などと雪奈が言っているけれど、僕には良く分からない話題だった。歴史の勉強かな。かなり細かい内容な気がするんだけど。少なくとも小学5年生まででは、勉強してない内容だと思うんだけどなぁ。何か特殊なジャンル的に、大人の会話な気がする。それとも6年生から勉強する内容なんだろうか。
「カマクラのバクフが、しょぎょーむじょー??溶けて無くなっちゃった??」
「なかなか深く、的確ですね」
今度は春奈の言葉に、雪奈が感心していた。状況は変化するものだなぁ。
※※※※※※※※※※※※
「ところで雪ちゃん、さっきの話に出てきた『びわほうし』って何??」
「西洋ファンタジーで言うところの、吟遊詩人の事じゃないですかね」
そういうモノだったんだ。
「音楽の魔法を使って戦う人??」
「いえ、魔法は使いません。もしかしたら妖術は使うかもしれませんが……『 琵琶 』という、これまた吟遊詩人がよく持っている、リュートとかいう洋楽器によく似た楽器を奏でて物語を歌ったりする人で、一種の大道芸人です。……そうそう、琵琶といえば」
雪奈が部屋の隅へ歩いていくと、壁のインテリアになっている白いギターを持ってきた。ベルトをかけてギターを構えると。
「―― わぁーれ!! は!! か・い・け・つ!!」
ジャカジャン!!と、弦をかき鳴らす雪奈。雪奈がたまに弾いてたりする曲だ。確か昔の特撮ヒーローソングだったと記憶している。

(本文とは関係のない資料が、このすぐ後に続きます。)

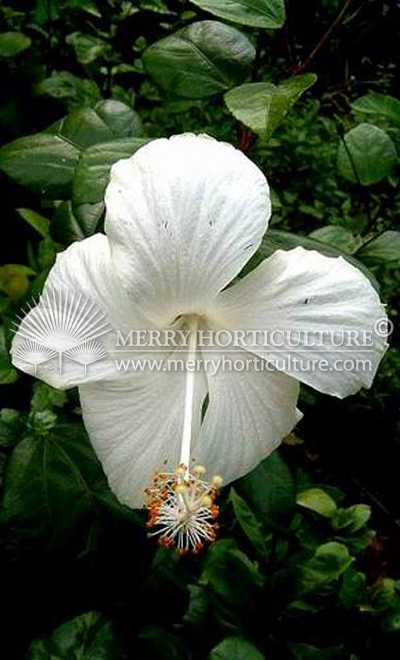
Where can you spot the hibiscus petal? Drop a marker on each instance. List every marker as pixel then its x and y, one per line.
pixel 300 294
pixel 83 276
pixel 183 215
pixel 250 411
pixel 135 425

「――この曲のオリジナル音源なのですけれど、どうもこの部分、琵琶の音らしいんですよね。長い事ずーっと津軽三味線だと思ってたんですけど」
「「「そうだったんだ?!」」」
僕らは今はじめて知ったよ!!
「胴体の部分がでっかいので、けっこう音が響くみたいです」
「「へぇー」」
いつか触ってみたいですね、買うつもりはありませんけど。などと言う雪奈。ここで『ちょっと欲しい』とか言っちゃったりすると、父さんが購入を検討したりするんだろうなぁ……壁のインテリアにギターはまだいいけど、琵琶やリュートはちょっといらない、とか思ってしまう。
「吟遊詩人の持ってるリュート??も、でっかいの??」
「大きいのと小さいのが、いちおうあるみたいですが。昔、知り合いにファンタジーゲームの趣味が高じてリュート演奏にハマった人が……いた、という人がいたそうで。その人が普段は披露する機会の無いリュート演奏を、共通の知り合いの結婚披露宴で披露した事があったので現物を見た事あるんですけど、ムダに大きかったですよ。本当に琵琶と同じくらいなんじゃ、ないですかね。胴体が丸くて奥行きがあるものですから、ギターよりずっとかさばるように感じました」
「そうなんだ……」
「ちなみに演奏は微妙でした。酔っ払っていたせいも、あるのでしょうが。素人の宴会芸って、あんなもんですよねぇ……尺八を持ってる、おじいさん社員が忘年会に必ず自分の尺八を持ってきたりした事もあったんですが、これまた微妙で……『僕、ピアノを昔やってたんだよね』っていう人が知り合いの披露宴で演奏した時も、練習不足で演奏になってなかったですし……ギター、たまに練習しないといけませんね。それなりに演奏できるレベルを維持しておかないと……宴会芸としても拍手が白々しいものになりそうです」
そう言って、雪奈がいつかの物悲しい曲を弾き始めたけど。即座に『それは禁止』と言われていた。たぶんツッコミが入るところまでがセットだったと思う。
「――友よぉー♪ ああ 我が友よ♪ 友に届けよ♪ 地獄歌ぁ――♪」
物悲しい歌を禁止されたので、例の歌をまた歌っていたけれど。こっちはこっちで、殺伐としているというか、これはこれで物悲しい歌詞な気がする。曲調がわりと軽快なのと、ありがちなストーリー的な歌詞なのでで禁止されていないけれど。昔のヒーローソングって、こんな感じの曲が多いのかなぁ。雪奈が好きな歌というか昔のヒーローの歌って、復讐鬼の歌とかが、わりと混ざってるんだけど…………
日々を楽しく平和に過ごすのはいい事なんだけれど。将来、雪奈がこの曲を、友達の結婚披露宴の席で歌ったりしない事を祈りたい、と思う僕だった。
サビの部分の印象が強すぎて、それ以外の部分を忘れちゃう曲ってありますよね。
流行った曲とかだと、サビの部分しか覚えて無かったり。よくある事ですよね。
今年ものんびり、よくある日常系の一幕な脱力系を、よろしくお願いいたします。